The good news: there are many active churches and community organizations within Colorado Springs. Next Step is excited to continue in partnership with Colorado Springs, with a vision to come alongside the local church and community organizations to meet families where they are at. Our teams will participate in building projects for families in transitional housing, outreach events in the community, tangible service projects to meet the food and shelter needs of individuals living in states of at-risk homelessness or homelessness and many opportunities to share the Gospel to families that find themselves in hard times. It is our desire to support, dignify and encourage sustainable growth in this great city. 

-Next Step Ministries

Room for 1 more?

Next Step Ministries believes in the idea that sometimes God can work last minute in a student’s life. They make it possible to bring one extra student along who might be feeling this tug. I believe this could be a cool opportunity for someone. We have had multiple mission trips in the past where someone filled in for someone last minute because of something that came up and those opportunities have been quite powerful for the student. If you have a child or know of a student who might be our “1 more,” please talk to me. 

Prayer Meeting Send Off

Our biggest need as a church is for you to partner with us in prayer. Please pray over this team by name in the next couple of months and the potential people that we’ll have the chance to interact with in Colorado. And we’d love for you to join us for a prayer gathering mission trip send off on Wednesday night, July 24th at the Roskens’ House in Eldora (9 Eastwood Drive). We’ll pray together for our team and then enjoy some root beer floats after that! 

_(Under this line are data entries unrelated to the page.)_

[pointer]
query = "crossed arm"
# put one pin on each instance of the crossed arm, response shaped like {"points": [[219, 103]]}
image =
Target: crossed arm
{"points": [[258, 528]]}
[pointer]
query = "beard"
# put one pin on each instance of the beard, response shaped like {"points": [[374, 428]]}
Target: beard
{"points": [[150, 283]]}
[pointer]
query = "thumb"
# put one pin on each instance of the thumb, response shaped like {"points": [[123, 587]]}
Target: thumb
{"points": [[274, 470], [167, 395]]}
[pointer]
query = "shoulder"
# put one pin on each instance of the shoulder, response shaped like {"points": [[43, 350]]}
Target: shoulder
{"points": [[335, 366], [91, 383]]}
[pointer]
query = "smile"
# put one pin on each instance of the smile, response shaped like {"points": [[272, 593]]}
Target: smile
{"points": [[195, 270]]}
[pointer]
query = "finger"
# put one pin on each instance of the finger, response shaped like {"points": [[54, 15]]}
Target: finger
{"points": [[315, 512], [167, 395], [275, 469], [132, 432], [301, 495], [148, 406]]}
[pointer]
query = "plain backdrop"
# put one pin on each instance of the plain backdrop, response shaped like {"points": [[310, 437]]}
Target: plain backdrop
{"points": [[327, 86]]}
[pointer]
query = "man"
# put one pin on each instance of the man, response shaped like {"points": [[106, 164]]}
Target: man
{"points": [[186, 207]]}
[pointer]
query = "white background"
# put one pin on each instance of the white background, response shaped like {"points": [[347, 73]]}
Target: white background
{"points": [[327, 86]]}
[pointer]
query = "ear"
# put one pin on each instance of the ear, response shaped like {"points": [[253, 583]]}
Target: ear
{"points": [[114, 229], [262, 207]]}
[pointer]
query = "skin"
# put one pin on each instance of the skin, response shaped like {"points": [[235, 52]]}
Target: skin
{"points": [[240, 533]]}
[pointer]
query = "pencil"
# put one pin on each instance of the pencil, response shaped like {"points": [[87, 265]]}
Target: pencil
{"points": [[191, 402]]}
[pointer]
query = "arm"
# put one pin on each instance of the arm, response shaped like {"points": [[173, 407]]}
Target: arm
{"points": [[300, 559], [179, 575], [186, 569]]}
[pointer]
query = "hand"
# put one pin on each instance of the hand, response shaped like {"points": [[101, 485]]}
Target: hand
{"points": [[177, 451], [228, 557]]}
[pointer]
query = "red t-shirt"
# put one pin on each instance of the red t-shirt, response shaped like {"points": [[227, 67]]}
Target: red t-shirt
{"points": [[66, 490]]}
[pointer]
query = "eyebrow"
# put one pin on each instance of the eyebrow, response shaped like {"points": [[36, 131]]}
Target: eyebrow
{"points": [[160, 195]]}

Thanks for caring about the youth of our church and your willingness to be a sending church! 

 
 

 Blessings - Pastor Bryce

 

 
 

New VBS Director

Hello everyone! 

I am Michelle Kennedy, and for those who don’t already know me, I am a stay-at-home mother to our 3 children: Reese (5), Ryan (3), and Raven (18 months) and I am happily married to JR. This is our first full year here at Steamboat Rock Baptist Church, but we fell so in love with the facility and the people and their love for the church, that it inspired us to get involved! Throughout our time here we’ve found numerous ways to get involved and have to come really enjoy meeting many of the families and members here! With that being said, the position for VBS Director was brought to my attention and I dove in head first as soon as I could! I remember our second month attending SRBC was during VBS and it instantly brought me back to my days as a young, Baptist church-goer and how much I LOVED VBS week! The decorations, the music, the laughter, the stories about God, all of it was so inspiring and brought many of my friends into the church for the first time!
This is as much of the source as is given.